Follow-Up on Command-Line Finding and Filtering

A simpler solution that doesn’t require tr… if you have GNU utils or other alternatives.

Assumed audience: 90% myself in the future, when I (inevitably) ask this question again—but also anyone else who hits this particular question about command-line invocations.

Epistemic status: Slightly higher than the previous post on the subject, courtesy of the requested reader feedback!

In my previous post, I used the tr utility to deal with needing to transform newlines into null characters. However, as I hoped when I put a request for a better way to do it in my Epistemic Status qualifier, a reader emailed me with a better solution!
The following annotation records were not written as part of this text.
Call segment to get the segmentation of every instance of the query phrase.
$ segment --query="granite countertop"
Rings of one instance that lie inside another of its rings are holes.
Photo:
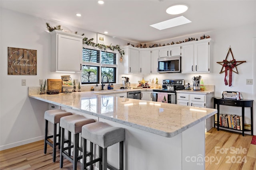
[[[28,96],[167,137],[173,137],[217,113],[213,109],[107,95],[89,91]]]

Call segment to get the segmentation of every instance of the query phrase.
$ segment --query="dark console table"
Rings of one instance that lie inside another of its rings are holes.
[[[235,131],[242,131],[243,136],[244,136],[244,107],[250,107],[251,109],[251,135],[253,135],[253,100],[242,99],[239,100],[224,99],[221,98],[214,97],[213,98],[213,108],[216,109],[216,105],[217,105],[217,129],[219,131],[220,126],[220,105],[226,105],[230,106],[236,106],[242,107],[242,130],[233,129]],[[215,127],[214,122],[214,127]],[[226,127],[221,127],[226,129],[230,129]]]

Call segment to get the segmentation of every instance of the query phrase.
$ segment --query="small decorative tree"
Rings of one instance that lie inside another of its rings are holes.
[[[44,90],[44,94],[45,94],[45,88],[46,86],[46,79],[44,80],[44,88],[43,90]]]
[[[74,80],[74,81],[73,81],[73,85],[74,86],[74,92],[76,92],[76,82],[75,82],[75,80]]]
[[[78,92],[81,92],[80,91],[80,89],[81,88],[81,87],[80,87],[80,82],[78,81]]]
[[[40,88],[40,94],[42,94],[44,93],[42,92],[43,91],[43,86],[42,84],[41,84],[41,87]]]

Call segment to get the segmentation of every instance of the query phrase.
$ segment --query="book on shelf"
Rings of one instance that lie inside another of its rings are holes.
[[[237,130],[241,130],[240,129],[240,117],[237,115],[236,117],[236,129]]]
[[[242,117],[236,115],[219,114],[219,125],[234,130],[243,130]],[[214,115],[214,123],[217,125],[217,114]],[[244,129],[251,131],[251,125],[244,124]]]

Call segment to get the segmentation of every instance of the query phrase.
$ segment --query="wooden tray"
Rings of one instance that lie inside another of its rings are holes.
[[[47,79],[48,89],[58,90],[60,93],[62,91],[62,81],[61,79]]]

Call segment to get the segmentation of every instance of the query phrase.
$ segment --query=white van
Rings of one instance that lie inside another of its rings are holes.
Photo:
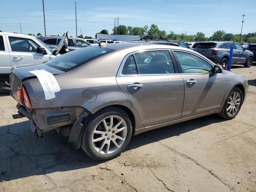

If you’re using the GNU version of grep, it has a --null-data (shortened as -z) flag which makes grep treat its input as null-character-separated. You can combine that with the -print0 flag to find to get the same results as I got with tr (presumably with better performance because it doesn’t require doing the replacement in another tool):

$ find notes -name ".md" -print0 |\
  grep --null-data "notes/2020" |\
  xargs -0 wc -w

This reminded me that ripgrep has the same feature, with the same --null-data flag. Similarly, fd has a --print0 (-0) option. You can combine these and (if you like) cw1 to get the same effect:

$ fd notes --print0 ".md" notes |\
  rg --null-data 'notes/2020' |\
  xargs -0 cw -w

Huzzah for versions of tools that understand these things and make this simpler than the solution I posted yesterday (and thanks to my reader for sending in that note)!


Notes

  1. cw is nice because with especially large sets of data, the fact that you can invoke across threads becomes very handy. If I word-count all of my notes with it (currently 667 files and just shy of 150,000 words), using 4 threads instead of 1 (the default, and all you get with wc) takes about 6 – 8 milliseconds off the run time. Not important at this scale… but if you’re dealing with very large amounts of data, it might be. ↩︎